Implementation of source separation model outlined in:
Derry FitzGerald (2010) "Harmonic/Percussive Separation using Median Filtering" International Conference on Digital Audio Effects (DAFx)
The algorithm can work quite effectively, though you may hear spectral artefacts in the reconstruction depending on the nature of your input signal. Try it on piano sounds to hear really beautiful separation. There are various parameters to the analysis, and I've generalised the original algorithm a little, allowing mean separation as well as median (which is much cheaper CPU cost). Higher quality separation necessarily requires greater latency in calculation.
fft, fftharmonic, fftpercussive, fftsize=1024, mediansize=17, hardorsoft=0, p=2, medianormax=0
Audio input to track, which has been pre-analysed by the FFT UGen; see examples below
Output FFT buffer for writing the harmonic part
Output FFT buffer for writing the percussive part
The algorithm needs to know the FFT size at constructor time, so pass it in here (all of the buffers for the previous three input arguments should have this size).

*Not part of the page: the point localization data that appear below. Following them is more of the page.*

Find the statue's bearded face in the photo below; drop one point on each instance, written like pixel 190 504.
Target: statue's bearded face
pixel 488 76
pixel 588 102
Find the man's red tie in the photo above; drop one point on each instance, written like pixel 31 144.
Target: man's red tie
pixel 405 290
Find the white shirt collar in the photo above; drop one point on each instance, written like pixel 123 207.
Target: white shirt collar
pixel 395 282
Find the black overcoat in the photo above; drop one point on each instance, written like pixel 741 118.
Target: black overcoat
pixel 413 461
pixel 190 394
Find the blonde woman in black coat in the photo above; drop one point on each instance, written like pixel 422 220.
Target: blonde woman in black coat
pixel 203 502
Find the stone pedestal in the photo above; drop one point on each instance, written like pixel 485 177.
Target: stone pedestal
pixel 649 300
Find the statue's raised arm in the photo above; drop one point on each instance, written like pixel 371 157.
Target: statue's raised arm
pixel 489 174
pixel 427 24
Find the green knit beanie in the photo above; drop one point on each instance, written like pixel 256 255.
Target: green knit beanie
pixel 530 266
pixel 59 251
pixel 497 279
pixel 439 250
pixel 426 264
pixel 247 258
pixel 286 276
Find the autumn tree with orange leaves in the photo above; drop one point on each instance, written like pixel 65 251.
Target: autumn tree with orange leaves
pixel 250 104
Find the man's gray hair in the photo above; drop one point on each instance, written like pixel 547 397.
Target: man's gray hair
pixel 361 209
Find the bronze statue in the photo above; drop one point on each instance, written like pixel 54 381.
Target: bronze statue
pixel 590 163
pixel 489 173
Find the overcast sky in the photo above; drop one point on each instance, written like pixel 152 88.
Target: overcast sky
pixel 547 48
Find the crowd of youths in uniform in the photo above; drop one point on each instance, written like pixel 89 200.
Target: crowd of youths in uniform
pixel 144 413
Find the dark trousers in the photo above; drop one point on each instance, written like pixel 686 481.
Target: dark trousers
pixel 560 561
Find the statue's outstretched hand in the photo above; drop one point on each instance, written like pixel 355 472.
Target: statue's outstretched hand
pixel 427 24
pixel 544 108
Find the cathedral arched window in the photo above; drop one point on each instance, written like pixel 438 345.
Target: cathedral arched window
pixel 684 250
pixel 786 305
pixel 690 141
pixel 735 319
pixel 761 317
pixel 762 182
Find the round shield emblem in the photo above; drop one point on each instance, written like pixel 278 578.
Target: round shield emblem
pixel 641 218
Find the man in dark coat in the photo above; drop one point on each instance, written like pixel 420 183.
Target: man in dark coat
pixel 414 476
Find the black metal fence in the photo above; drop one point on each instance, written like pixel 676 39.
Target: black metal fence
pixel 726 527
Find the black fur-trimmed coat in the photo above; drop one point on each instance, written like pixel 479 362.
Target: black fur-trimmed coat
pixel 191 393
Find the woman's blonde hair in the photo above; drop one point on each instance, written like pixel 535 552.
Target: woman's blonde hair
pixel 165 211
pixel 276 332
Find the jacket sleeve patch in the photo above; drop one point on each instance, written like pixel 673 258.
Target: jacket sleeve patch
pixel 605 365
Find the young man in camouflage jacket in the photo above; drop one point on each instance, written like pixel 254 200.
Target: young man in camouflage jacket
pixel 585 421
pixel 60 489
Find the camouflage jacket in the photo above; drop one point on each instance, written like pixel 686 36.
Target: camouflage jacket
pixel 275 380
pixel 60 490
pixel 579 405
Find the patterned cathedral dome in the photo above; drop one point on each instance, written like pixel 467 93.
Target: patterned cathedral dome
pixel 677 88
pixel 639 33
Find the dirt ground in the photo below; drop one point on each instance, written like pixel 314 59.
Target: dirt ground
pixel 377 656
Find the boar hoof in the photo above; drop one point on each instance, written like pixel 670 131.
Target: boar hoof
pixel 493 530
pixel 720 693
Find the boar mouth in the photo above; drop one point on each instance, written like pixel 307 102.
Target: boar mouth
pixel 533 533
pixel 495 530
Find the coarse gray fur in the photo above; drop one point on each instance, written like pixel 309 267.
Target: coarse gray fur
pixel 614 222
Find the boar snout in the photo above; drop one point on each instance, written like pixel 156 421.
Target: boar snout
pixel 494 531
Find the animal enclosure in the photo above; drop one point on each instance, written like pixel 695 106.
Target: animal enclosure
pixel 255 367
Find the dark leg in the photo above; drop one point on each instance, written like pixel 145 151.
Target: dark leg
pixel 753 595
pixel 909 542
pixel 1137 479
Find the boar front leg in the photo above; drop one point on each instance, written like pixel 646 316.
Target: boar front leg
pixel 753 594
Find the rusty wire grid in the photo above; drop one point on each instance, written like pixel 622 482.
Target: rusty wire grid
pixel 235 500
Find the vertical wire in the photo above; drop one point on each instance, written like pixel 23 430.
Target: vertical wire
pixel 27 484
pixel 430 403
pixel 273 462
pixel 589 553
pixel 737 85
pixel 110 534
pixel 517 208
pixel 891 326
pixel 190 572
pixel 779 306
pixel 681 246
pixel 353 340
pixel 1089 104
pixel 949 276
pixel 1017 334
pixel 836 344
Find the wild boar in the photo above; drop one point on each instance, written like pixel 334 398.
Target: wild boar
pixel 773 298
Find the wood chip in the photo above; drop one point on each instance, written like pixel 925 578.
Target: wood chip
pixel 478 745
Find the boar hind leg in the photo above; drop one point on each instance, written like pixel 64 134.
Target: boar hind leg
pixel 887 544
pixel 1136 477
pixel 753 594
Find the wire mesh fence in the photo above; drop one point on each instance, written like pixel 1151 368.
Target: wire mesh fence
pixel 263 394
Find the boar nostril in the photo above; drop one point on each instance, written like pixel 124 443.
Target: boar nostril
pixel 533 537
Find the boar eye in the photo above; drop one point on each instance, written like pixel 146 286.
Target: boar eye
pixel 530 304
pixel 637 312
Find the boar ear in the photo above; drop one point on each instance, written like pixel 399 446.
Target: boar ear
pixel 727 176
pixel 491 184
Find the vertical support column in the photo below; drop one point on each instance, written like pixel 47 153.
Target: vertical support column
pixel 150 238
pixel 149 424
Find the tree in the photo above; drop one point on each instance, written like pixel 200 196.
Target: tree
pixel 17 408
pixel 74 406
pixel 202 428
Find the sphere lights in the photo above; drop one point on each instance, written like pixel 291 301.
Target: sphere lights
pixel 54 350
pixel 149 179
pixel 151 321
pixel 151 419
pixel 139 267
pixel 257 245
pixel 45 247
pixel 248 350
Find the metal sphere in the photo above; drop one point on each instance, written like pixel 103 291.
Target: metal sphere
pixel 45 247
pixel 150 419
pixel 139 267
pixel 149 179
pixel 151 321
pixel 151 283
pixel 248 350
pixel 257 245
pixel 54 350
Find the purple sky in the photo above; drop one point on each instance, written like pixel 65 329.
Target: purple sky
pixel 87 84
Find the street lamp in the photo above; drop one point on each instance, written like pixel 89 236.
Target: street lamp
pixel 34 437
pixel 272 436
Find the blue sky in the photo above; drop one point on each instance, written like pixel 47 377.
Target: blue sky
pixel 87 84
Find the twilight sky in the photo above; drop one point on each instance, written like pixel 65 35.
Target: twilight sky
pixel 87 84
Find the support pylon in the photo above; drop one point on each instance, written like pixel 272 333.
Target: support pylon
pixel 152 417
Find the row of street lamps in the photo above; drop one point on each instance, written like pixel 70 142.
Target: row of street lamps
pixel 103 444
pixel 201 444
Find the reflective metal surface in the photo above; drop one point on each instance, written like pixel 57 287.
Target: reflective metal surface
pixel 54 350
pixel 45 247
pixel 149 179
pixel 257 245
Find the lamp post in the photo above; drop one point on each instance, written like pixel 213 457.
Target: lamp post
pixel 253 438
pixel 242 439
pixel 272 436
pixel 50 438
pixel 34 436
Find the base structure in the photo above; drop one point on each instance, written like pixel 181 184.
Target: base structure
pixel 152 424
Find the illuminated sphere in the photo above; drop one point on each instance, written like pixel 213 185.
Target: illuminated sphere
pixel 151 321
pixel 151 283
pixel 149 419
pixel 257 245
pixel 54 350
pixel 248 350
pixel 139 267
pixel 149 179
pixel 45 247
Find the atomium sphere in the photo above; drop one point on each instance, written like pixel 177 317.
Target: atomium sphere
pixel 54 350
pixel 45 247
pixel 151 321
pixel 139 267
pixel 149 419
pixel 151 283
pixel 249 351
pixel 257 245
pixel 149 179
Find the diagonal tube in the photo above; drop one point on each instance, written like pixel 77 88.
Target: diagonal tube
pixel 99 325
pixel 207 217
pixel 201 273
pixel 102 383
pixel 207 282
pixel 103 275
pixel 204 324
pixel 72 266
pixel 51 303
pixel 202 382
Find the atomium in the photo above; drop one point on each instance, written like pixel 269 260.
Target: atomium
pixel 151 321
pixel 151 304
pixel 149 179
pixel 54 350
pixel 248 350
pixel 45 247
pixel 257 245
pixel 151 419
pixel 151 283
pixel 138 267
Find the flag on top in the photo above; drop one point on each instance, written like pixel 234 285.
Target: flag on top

How many FFT frames and bands to take a median over. The median in the horizontal direction (strength of tonal consistency, harmonic element) is compared to that in the vertical (percussiveness) to determine if a particular spectral bin will belong to the harmonic or percussive reconstruction.
A flag, 0 for hard, 1 for soft. Hard separation is an either/or for allocation; soft allows a blended sound based on the relative levels of horizontal versus vertical. Each may lead to artefacts, experiment.
A factor from the paper for the soft assignment. Default of 2 is the paper default; 1 would be a linear proportional assignment.
Defaults to using median algorithm, but a lower CPU cost mean (average) can be used via this argument.